Continue in 2 seconds

We are building an enterprise data warehouse.

By
  • Sid Adelman, Michael Jennings, Joyce Bischoff
Published
  • February 07 2002, 1:00am EST

Q:

We are building an enterprise data warehouse. We are replacing some operational systems feeding data marts and management information systems, and the question arises whether all this reporting should be rebuilt out of the enterprise data warehouse (putting extreme burden on the team consolidating its data model and infrastructure) or whether some of the reporting systems ought to be kept separate from the enterprise data warehouse. Are there best practice guidelines on which (if not all) categories of data needed for reporting ought to be included in one's enterprise data warehouse?

A:

Sid Adelman’s Answer: Your question exposes some entrenched positions that are opposed. There are some who will say that nothing related to operational systems should compromise the data warehouse. If operational reporting is allowed out of the data warehouse, its development must be extended to provide for capabilities not planned for conventional data warehouse activities. The design of the database might also be a compromise, probably satisfying the performance requirements of neither constituency. On the other hand, the enterprise data warehouse should have cleaner data than that found in the operational systems. The meta data should be more complete. The access and analysis tools may satisfy some of the traditional reporting requirements and their use should enhance the productivity of those producing the reports. And finally, by reporting out of the data warehouse, there should be less discrepancy between the operational reports and those coming from the data warehouse – they both would be reporting off a single version of the truth. And now for the cultural issues (remember these are the ones that can kill you) – the application development folks responsible for the operational systems definitely don't want to lose any influence and power and reporting off the enterprise data warehouse will result in a loss to them. The people who have an intellectual investment in the tools they currently use for reporting may find the new access and analysis tools beneath them (it takes a real man to code in Assembler) and reject the new tools. Problems with the data warehouse, both real and those that have been conjured up, will serve the folks who wish to discredit all or parts of the new system.

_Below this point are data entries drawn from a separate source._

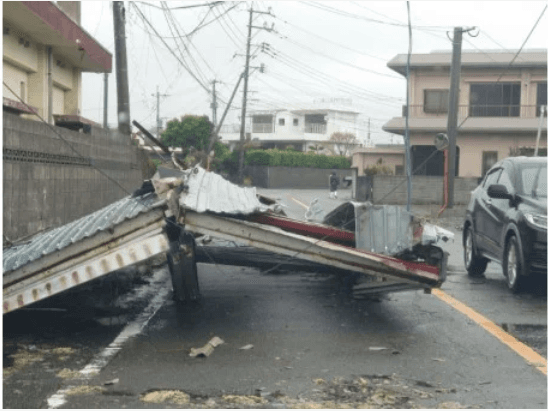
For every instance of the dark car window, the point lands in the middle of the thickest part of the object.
(528, 175)
(491, 178)
(540, 190)
(506, 180)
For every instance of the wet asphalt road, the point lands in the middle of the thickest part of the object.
(310, 340)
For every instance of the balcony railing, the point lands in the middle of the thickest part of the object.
(262, 128)
(230, 128)
(315, 128)
(478, 111)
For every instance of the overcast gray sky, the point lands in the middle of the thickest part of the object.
(316, 50)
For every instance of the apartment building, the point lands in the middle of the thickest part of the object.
(304, 129)
(45, 52)
(500, 102)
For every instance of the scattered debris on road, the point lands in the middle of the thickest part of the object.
(207, 349)
(170, 396)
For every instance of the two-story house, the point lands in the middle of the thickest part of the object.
(45, 52)
(304, 130)
(499, 106)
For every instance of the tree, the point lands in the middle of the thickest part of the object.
(188, 132)
(343, 142)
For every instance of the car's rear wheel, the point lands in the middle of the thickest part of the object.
(475, 265)
(512, 265)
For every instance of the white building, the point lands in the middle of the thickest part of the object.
(304, 129)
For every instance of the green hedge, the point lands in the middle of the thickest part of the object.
(290, 158)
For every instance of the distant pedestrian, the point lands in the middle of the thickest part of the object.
(334, 182)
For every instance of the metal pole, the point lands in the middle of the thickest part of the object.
(122, 85)
(158, 121)
(542, 111)
(244, 103)
(50, 85)
(408, 165)
(453, 111)
(216, 131)
(214, 106)
(105, 101)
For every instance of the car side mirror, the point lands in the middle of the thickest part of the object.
(499, 191)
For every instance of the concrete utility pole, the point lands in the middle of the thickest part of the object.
(122, 85)
(215, 134)
(158, 118)
(542, 111)
(214, 106)
(105, 100)
(244, 101)
(453, 110)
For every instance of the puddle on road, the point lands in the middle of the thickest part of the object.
(367, 391)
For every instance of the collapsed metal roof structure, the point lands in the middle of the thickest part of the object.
(200, 203)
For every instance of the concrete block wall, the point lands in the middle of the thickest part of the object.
(48, 184)
(293, 177)
(425, 189)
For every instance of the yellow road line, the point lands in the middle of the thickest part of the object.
(299, 202)
(527, 353)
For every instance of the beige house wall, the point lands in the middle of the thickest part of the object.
(472, 148)
(438, 79)
(25, 61)
(477, 135)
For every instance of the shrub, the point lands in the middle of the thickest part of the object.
(290, 158)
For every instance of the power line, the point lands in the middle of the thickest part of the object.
(330, 41)
(171, 51)
(323, 7)
(212, 4)
(339, 61)
(513, 59)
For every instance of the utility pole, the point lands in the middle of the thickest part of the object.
(213, 138)
(453, 109)
(122, 84)
(369, 131)
(105, 101)
(244, 99)
(158, 118)
(214, 106)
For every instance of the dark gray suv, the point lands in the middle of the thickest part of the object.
(506, 221)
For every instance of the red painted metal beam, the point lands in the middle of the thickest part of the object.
(314, 230)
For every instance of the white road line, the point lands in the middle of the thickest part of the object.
(102, 359)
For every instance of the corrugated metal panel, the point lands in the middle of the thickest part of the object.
(383, 229)
(208, 191)
(78, 230)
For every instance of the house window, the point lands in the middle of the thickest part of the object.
(495, 99)
(489, 158)
(436, 101)
(541, 97)
(23, 91)
(315, 123)
(262, 124)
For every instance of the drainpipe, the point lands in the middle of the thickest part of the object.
(50, 84)
(445, 181)
(542, 111)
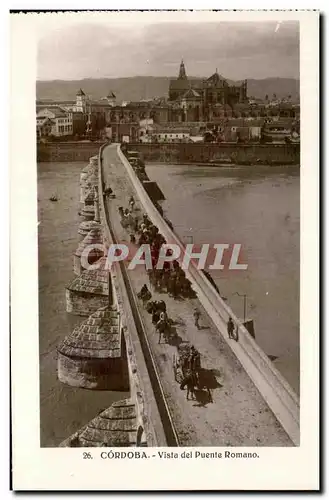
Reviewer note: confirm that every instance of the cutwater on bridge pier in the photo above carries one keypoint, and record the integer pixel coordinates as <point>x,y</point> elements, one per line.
<point>240,399</point>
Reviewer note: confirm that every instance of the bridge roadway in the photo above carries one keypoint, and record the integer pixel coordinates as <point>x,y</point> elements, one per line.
<point>238,415</point>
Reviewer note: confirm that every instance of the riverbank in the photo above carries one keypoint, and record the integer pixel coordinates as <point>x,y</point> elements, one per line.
<point>181,153</point>
<point>259,208</point>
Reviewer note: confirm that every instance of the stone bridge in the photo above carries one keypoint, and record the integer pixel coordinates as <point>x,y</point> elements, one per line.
<point>249,403</point>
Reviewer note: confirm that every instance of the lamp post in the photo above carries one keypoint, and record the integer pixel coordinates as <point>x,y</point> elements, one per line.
<point>244,295</point>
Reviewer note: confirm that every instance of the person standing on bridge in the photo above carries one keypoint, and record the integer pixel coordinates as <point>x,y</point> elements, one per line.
<point>196,315</point>
<point>230,328</point>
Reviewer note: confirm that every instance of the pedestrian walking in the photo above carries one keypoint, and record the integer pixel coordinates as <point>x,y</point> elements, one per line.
<point>230,328</point>
<point>197,315</point>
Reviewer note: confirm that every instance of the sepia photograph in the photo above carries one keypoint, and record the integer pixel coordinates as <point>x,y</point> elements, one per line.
<point>169,211</point>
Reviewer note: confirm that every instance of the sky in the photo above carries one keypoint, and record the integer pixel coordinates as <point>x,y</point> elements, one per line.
<point>72,49</point>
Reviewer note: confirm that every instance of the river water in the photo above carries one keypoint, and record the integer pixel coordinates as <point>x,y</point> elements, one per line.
<point>257,207</point>
<point>63,409</point>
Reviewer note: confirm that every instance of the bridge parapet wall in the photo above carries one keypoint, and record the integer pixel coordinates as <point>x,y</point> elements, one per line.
<point>272,386</point>
<point>127,326</point>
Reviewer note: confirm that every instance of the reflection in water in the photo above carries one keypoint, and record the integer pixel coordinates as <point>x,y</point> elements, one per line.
<point>259,208</point>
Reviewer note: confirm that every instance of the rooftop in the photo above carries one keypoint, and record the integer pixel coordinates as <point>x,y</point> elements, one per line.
<point>116,426</point>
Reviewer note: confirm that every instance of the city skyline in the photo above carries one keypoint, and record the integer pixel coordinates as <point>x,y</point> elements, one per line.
<point>237,50</point>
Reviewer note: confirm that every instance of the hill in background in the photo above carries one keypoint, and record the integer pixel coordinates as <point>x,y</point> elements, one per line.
<point>148,87</point>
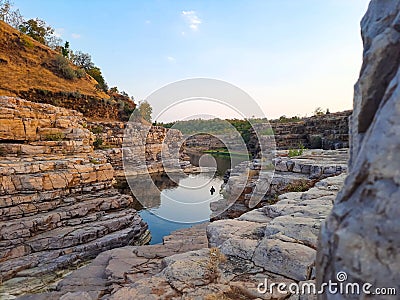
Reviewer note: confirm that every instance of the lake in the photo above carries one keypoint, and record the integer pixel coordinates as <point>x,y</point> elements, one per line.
<point>183,202</point>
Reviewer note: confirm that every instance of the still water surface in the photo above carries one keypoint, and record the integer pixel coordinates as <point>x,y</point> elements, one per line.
<point>185,202</point>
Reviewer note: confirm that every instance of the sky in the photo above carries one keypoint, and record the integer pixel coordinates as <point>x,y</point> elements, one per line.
<point>290,56</point>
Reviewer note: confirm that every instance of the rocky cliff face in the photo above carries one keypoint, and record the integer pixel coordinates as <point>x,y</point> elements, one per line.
<point>329,131</point>
<point>361,235</point>
<point>57,205</point>
<point>159,147</point>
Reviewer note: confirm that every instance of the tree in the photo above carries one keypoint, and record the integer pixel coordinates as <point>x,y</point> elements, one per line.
<point>318,111</point>
<point>65,51</point>
<point>83,60</point>
<point>114,89</point>
<point>38,30</point>
<point>145,110</point>
<point>95,72</point>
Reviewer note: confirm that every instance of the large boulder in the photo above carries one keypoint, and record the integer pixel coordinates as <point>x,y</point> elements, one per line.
<point>361,235</point>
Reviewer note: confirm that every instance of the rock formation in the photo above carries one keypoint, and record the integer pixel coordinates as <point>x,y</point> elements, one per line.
<point>290,174</point>
<point>57,204</point>
<point>361,235</point>
<point>156,144</point>
<point>328,131</point>
<point>276,243</point>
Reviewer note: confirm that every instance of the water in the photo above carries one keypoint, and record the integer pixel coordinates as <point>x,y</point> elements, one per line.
<point>182,203</point>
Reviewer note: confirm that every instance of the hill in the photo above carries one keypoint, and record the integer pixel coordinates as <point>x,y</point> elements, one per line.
<point>28,70</point>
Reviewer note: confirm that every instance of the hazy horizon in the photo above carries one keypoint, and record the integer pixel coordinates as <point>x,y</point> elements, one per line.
<point>289,56</point>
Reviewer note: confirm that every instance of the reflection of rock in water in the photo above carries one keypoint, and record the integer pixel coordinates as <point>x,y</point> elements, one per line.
<point>223,162</point>
<point>144,189</point>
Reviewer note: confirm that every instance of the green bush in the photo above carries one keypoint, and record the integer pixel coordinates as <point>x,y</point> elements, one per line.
<point>26,41</point>
<point>54,137</point>
<point>80,73</point>
<point>296,152</point>
<point>97,144</point>
<point>96,130</point>
<point>64,68</point>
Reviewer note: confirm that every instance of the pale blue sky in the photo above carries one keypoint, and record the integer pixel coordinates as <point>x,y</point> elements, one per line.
<point>291,56</point>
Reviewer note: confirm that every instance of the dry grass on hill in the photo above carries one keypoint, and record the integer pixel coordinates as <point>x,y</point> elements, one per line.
<point>26,64</point>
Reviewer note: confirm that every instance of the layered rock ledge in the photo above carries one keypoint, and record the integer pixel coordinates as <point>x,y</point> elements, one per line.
<point>276,243</point>
<point>57,204</point>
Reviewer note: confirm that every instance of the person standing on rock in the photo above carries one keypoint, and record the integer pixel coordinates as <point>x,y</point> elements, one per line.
<point>212,190</point>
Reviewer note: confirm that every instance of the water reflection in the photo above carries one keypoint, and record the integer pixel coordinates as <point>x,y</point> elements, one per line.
<point>182,203</point>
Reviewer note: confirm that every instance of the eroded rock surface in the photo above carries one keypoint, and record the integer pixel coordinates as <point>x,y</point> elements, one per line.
<point>276,243</point>
<point>57,204</point>
<point>361,235</point>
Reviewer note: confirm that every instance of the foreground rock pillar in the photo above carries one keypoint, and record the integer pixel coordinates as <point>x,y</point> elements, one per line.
<point>361,237</point>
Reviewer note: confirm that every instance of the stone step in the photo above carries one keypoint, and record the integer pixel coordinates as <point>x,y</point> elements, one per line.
<point>90,209</point>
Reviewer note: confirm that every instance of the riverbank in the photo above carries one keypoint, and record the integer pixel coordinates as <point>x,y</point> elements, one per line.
<point>276,242</point>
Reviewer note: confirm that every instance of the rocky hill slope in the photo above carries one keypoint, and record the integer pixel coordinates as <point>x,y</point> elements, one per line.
<point>57,204</point>
<point>28,70</point>
<point>361,235</point>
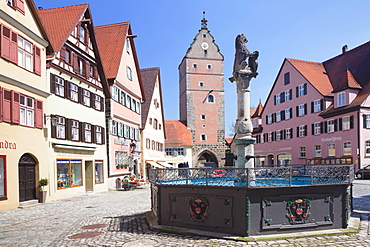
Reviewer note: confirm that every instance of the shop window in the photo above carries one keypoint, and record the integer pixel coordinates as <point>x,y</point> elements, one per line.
<point>3,177</point>
<point>69,173</point>
<point>347,148</point>
<point>99,175</point>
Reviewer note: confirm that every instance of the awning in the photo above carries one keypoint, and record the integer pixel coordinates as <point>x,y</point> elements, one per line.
<point>152,163</point>
<point>165,164</point>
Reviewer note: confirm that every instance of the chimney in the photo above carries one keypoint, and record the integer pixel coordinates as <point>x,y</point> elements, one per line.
<point>344,49</point>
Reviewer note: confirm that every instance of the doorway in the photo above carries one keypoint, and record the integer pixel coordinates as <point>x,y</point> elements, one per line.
<point>89,176</point>
<point>27,178</point>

Joyce Bischoff’s Answer: There is no reason not to produce certain reports from operational systems. Are the reports used for operational purposes or for decision support? Who uses the reports? If the users are the same people who use the data warehouse, you might decide to produce the reports from the warehouse. You might also consider developing an enterprise portal that will give the users a consolidated view of data and reports from both the operational and informational sources.

Michael Jennings’s Answer: End-user reporting should be driven be from data mart(s) and/or cubes that have been spawned from the enterprise warehouse. This allows back-end ETL processing issues such as granularity of the data extracted from the operational systems, coordination of data extract frequency and integration, capture of data beyond current iteration and load windows to remain isolated from affecting the end- user analysis. Information from the enterprise warehouse can be categorized, filtered and aggregated into either data marts and/or cubes to meet the business analysis needs of the end user. Use of the enterprise data warehouse as a back-end data store allow data marts or cubes to be redesigned or replaced to meet changing business requirements or focus. Data marts and/or cubes can be completely regenerated from the detailed level information contained in the enterprise warehouse. The data marts or cubes can focus on optimizing performance (limiting data content, aggregation, deriving data, categorizing data, database fragmentation) for end-user analysis without having to be coupled to back-end ETL processing requirements.

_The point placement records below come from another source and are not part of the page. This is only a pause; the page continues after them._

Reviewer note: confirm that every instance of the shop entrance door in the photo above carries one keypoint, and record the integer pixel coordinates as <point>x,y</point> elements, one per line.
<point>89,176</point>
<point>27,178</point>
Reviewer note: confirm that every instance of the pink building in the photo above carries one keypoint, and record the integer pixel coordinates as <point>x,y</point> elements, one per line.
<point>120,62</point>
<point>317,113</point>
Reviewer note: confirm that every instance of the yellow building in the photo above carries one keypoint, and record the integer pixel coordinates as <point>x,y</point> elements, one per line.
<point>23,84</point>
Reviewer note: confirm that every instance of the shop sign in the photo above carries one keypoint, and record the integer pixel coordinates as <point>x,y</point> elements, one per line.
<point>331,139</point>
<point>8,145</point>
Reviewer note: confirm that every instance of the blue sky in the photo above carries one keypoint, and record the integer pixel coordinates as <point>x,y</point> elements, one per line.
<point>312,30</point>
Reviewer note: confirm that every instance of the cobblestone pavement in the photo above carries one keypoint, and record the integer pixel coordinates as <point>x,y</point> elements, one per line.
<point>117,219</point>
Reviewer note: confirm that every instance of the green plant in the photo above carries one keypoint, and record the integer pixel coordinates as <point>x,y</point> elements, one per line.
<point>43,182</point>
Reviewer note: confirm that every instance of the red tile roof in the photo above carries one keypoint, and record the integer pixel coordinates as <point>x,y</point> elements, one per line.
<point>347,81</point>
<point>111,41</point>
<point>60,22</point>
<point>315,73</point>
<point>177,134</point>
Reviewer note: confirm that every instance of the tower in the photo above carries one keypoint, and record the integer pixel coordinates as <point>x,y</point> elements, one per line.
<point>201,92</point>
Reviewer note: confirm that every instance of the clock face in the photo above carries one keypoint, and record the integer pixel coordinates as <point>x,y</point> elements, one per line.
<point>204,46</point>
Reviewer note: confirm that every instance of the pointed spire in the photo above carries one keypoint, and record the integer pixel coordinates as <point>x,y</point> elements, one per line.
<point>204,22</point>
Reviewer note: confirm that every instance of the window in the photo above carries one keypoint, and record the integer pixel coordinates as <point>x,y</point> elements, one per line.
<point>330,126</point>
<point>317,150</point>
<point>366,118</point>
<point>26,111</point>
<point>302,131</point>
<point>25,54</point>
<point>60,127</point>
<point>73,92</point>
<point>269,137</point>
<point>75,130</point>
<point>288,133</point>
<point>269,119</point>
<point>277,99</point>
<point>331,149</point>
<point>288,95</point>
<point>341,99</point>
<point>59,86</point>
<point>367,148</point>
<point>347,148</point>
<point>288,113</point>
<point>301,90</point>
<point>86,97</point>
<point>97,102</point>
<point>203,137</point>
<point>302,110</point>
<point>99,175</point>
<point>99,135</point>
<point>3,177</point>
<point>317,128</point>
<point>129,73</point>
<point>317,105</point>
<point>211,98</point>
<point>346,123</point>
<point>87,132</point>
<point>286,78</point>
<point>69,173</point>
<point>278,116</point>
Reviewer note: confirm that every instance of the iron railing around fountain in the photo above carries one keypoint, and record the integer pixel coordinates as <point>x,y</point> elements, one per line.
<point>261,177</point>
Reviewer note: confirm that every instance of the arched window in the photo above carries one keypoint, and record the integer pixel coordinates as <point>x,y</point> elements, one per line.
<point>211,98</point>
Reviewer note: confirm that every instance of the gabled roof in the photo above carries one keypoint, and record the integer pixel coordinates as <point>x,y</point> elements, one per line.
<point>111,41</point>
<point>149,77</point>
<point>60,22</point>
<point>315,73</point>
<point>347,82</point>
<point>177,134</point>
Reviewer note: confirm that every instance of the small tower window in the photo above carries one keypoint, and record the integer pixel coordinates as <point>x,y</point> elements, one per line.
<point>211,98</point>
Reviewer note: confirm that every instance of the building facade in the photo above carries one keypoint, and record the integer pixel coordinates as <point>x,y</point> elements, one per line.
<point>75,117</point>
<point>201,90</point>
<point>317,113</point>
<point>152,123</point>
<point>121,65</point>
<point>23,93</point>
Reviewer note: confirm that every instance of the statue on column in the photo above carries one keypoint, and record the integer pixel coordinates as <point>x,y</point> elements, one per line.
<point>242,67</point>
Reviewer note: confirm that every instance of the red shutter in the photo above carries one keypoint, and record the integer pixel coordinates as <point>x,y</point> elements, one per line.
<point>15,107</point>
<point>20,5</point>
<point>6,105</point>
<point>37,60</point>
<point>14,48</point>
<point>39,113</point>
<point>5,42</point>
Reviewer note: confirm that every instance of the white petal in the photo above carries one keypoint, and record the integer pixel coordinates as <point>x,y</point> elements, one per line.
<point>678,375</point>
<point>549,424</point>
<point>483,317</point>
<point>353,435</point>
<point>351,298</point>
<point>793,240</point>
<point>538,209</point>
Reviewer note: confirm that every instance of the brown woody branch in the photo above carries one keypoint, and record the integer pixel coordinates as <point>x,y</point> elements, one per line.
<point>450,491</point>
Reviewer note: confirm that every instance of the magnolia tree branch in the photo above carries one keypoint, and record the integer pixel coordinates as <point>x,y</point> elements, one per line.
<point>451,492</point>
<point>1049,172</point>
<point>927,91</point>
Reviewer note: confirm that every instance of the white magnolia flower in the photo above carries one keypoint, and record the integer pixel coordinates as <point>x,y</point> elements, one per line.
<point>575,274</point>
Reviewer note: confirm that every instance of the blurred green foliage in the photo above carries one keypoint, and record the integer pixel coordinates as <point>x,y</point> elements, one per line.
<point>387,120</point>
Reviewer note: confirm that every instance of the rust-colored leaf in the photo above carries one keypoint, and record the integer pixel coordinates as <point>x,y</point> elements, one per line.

Chuck Kelley’s Answer: If you have all the data in the data warehouse and it is timely enough, then I would do my reporting off the DW. But, this may not be the case (or you have built a reporting database instead of a data warehouse!). The practice guidelines depends on the needs of your reports and your strategic analysis. I would keep the reporting separate from the data warehouse. I would let the data warehouse be fed from the reporting database (which could be your operational data store (ODS)), which was fed from the operational system.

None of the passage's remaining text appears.